It was an earworm before the phrase was coined, and chances are it was the first song you ever learned. But, apparently, some things aren’t sacred.
Most of us know it as “the alphabet song,” or the “ABC song,” even though its 1835 copyrighted title is “The A.B.C., a German air with variations for the flute with an easy accompaniment for the piano forte.”
Parents have sung the song to countless children as a lullaby and as a fun way to teach letters in the English alphabet.
While the song has some flaws as a tool to teach children, a lot of people on Twitter and Facebook got P.O.’d about an ABC remix.

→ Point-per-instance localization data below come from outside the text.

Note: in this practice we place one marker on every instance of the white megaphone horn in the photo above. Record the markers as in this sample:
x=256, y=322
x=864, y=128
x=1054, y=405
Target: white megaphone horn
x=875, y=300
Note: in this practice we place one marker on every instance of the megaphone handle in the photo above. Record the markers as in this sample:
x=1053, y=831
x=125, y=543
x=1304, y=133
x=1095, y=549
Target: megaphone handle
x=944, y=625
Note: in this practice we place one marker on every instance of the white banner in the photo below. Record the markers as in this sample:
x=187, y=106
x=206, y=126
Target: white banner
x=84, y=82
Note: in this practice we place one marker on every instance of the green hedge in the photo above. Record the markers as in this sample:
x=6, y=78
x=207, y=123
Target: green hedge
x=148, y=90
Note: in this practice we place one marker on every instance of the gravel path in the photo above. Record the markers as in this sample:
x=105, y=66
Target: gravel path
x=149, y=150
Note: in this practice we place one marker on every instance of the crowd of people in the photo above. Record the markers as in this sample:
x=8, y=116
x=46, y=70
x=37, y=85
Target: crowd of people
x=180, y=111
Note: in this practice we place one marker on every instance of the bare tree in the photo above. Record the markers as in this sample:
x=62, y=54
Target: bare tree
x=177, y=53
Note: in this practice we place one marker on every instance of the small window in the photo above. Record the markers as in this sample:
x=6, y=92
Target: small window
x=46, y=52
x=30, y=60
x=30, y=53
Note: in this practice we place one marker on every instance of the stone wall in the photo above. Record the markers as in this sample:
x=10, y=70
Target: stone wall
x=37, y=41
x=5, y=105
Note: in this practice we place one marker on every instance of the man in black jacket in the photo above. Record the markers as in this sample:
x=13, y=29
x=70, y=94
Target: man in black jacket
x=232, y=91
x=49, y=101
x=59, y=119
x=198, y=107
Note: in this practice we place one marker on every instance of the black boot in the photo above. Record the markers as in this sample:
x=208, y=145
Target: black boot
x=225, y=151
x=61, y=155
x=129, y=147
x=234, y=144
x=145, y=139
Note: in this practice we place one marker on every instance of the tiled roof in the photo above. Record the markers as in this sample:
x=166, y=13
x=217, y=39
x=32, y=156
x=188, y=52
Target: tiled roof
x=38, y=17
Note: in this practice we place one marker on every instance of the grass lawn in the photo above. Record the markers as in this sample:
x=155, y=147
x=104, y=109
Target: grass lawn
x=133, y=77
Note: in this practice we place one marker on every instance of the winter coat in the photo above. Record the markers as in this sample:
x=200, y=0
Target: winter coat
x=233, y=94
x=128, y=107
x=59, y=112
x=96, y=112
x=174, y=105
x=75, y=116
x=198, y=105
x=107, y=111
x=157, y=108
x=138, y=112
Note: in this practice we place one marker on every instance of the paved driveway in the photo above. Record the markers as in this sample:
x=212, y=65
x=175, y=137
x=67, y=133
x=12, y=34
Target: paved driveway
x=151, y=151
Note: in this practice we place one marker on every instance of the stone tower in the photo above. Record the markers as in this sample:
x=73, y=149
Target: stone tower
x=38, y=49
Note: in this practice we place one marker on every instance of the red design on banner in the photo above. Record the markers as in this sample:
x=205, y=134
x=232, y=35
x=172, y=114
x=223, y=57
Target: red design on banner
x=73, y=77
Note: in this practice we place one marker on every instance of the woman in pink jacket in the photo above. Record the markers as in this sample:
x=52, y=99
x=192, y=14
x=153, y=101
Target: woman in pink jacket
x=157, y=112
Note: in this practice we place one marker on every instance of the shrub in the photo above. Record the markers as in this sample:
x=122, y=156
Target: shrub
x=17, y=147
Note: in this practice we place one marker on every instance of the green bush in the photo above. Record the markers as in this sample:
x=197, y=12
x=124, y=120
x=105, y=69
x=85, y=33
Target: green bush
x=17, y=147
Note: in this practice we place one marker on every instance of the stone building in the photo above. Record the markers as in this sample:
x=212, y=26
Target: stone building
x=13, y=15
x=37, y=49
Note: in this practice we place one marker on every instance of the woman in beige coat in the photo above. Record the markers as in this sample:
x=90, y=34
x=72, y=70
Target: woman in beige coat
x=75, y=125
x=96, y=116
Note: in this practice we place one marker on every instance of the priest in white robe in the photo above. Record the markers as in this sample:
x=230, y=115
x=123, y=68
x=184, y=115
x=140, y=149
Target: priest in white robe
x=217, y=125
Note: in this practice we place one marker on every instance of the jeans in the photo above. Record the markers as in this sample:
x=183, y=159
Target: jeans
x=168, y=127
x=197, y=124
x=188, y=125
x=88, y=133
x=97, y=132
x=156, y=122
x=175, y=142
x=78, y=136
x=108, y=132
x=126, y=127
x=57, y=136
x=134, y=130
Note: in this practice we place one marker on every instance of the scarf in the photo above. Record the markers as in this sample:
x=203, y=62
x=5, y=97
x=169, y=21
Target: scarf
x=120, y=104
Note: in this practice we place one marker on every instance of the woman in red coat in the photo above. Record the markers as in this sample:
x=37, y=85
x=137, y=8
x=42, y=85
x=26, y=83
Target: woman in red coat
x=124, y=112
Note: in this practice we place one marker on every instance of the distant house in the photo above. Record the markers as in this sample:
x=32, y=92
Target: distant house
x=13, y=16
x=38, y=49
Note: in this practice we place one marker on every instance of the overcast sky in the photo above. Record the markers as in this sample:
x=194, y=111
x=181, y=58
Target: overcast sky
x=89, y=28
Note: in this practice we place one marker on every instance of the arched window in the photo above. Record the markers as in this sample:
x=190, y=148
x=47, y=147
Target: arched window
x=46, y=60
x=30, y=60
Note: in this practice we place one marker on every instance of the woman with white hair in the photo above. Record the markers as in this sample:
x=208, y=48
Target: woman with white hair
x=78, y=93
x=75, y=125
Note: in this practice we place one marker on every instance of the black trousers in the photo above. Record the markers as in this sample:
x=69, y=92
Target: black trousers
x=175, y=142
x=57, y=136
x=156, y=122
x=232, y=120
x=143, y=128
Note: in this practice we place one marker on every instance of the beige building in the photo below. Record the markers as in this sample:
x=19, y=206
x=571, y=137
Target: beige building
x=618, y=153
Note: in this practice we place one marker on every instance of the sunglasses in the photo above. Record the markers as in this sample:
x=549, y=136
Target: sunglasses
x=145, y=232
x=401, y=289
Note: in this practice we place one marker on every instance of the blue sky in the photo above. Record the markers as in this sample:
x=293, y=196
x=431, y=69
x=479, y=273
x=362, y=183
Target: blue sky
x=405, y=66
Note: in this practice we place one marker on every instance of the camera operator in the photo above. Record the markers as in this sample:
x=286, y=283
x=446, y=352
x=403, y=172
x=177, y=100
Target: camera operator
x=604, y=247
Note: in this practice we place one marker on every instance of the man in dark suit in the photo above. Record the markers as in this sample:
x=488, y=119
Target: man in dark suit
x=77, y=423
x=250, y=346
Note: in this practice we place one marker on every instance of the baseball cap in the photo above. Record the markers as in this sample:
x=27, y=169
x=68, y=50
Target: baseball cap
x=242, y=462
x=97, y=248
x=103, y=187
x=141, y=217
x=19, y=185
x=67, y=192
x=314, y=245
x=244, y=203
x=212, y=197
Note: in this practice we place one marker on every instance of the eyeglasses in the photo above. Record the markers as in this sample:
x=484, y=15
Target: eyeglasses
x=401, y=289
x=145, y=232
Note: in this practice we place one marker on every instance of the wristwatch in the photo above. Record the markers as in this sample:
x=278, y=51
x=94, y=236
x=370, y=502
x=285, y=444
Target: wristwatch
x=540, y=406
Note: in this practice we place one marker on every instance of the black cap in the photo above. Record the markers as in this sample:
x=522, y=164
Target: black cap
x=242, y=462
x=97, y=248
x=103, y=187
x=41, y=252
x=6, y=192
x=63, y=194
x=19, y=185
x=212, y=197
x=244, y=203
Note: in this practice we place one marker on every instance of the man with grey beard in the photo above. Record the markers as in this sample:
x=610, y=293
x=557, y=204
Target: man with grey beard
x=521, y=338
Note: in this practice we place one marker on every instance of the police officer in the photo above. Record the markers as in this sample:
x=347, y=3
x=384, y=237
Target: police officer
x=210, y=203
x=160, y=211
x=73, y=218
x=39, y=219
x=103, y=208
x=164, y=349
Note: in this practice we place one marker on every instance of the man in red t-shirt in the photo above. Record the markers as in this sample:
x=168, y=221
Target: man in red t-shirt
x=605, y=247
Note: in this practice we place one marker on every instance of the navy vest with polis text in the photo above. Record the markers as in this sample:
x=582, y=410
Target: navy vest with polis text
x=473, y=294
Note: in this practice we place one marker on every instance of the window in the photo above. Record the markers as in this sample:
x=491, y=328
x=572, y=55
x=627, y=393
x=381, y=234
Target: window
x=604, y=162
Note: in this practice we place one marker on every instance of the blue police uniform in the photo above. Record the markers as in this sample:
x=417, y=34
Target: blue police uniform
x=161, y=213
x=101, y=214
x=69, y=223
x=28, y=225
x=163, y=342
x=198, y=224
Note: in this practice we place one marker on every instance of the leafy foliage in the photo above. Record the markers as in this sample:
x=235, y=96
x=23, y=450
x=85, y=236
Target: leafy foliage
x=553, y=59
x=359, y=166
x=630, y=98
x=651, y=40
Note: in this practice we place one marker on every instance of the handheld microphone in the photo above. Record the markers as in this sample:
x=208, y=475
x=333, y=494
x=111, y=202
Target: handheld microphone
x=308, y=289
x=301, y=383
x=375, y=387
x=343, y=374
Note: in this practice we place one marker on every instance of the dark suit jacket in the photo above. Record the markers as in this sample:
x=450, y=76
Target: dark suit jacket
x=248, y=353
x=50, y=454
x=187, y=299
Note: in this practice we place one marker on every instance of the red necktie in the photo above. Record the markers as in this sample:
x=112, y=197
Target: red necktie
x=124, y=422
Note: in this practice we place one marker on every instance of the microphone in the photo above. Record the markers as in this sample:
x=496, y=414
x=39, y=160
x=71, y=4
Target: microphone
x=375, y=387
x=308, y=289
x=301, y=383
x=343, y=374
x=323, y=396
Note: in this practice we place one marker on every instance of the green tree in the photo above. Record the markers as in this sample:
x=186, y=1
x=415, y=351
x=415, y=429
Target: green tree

They changed the ABC song to clarify the LMNOP part, and it is life ruining. pic.twitter.com/TnZL8VutnW
— Noah Garfinkel (@NoahGarfinkel) October 26, 2019
With more than 101,000 Likes, clearly many on social media are willing to overlook the observation from some educators that the rapid-fire LMNOP sequence makes it more difficult for young learners to hear and see each letter.
The alternative version, posted on the Dream English Kids YouTube Channel, which creates “fun, catchy songs for children’s education and learning English,” changes the melody’s rhythm, to provide equal time for L-M-N-O-P, which alters the duration of all the letters after P.
Some educators have applauded the new version, but as is often the case, social media “outrage” was much louder.
Of course, social media reaction from users in the U.S. has been vociferous, probably not realizing most English speaking countries sing the last letter as Zed, and that people in those countries live with the fact that it doesn’t rhyme with V.